UBIT promotes computer-security awareness

October is National Cyber Security Awareness Month and the Information Security Office in UB Information Technology has planned a variety of activities to increase the campus community’s awareness of computer security issues.

The focus of the campaign this year is on raising awareness of phishing and the importance of creating strong passphrases — and changing them regularly, says Nadira G Persad, UB’s information security officer.

While we’ve all been warned repeatedly by UBIT about phishing activities targeting UB email accounts, it’s hard not to get hooked.
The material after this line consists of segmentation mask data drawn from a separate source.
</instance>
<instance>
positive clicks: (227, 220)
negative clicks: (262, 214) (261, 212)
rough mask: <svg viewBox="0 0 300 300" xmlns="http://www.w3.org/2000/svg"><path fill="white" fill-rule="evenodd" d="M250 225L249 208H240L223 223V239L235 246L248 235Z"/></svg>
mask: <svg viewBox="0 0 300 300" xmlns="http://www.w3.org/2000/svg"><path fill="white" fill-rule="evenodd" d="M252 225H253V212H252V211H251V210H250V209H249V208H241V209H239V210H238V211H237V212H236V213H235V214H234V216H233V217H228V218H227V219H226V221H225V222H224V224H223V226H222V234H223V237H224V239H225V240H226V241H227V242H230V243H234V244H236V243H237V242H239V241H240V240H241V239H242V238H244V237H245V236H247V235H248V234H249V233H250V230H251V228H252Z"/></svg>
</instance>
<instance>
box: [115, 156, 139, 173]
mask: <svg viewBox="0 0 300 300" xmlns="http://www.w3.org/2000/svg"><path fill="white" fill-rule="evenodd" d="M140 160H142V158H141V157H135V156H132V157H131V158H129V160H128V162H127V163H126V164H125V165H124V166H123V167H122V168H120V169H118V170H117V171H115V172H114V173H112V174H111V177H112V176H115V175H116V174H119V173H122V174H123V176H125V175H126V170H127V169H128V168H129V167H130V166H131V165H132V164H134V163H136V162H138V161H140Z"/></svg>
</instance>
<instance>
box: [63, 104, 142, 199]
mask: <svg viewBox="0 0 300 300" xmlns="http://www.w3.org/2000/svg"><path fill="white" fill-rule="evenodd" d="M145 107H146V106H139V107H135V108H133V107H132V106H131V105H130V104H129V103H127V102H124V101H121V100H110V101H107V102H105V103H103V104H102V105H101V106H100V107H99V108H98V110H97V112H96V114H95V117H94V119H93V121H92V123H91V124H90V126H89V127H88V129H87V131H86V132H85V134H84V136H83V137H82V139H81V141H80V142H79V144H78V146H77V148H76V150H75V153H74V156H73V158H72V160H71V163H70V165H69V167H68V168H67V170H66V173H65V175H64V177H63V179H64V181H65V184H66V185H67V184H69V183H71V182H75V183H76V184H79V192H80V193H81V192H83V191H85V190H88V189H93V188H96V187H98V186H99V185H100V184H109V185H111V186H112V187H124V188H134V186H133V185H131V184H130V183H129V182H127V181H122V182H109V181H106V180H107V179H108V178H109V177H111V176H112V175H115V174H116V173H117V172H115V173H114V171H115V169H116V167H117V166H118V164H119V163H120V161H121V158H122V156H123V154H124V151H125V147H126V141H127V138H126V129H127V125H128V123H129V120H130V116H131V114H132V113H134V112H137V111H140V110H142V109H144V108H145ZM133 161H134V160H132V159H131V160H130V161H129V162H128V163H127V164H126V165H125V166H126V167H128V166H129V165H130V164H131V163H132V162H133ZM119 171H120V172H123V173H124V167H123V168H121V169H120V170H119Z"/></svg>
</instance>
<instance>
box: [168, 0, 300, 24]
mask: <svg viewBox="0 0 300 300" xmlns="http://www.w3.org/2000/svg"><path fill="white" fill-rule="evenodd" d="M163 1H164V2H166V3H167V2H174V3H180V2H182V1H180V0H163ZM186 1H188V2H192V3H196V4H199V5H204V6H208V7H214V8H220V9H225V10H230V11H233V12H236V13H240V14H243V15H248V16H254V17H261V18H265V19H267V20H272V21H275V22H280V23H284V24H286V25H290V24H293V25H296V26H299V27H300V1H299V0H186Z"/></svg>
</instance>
“We are seeing much more sophisticated phishing messages than in the past,” Persad says. “Grammar in the messages has improved and they are very well done. Links in many of the messages take the victim to websites that look very similar to the UB login page and attempt to get the victim to enter his/her UBITName and password.”

And by entering that confidential data, students, faculty or staff may unwittingly be downloading a virus or malware that infects their computers and takes control of it, or installs keystroke-logging software that collects all the information that is typed in, including UBITNames or user IDs, passwords, credit card and debit card account information, PIN numbers and social security numbers.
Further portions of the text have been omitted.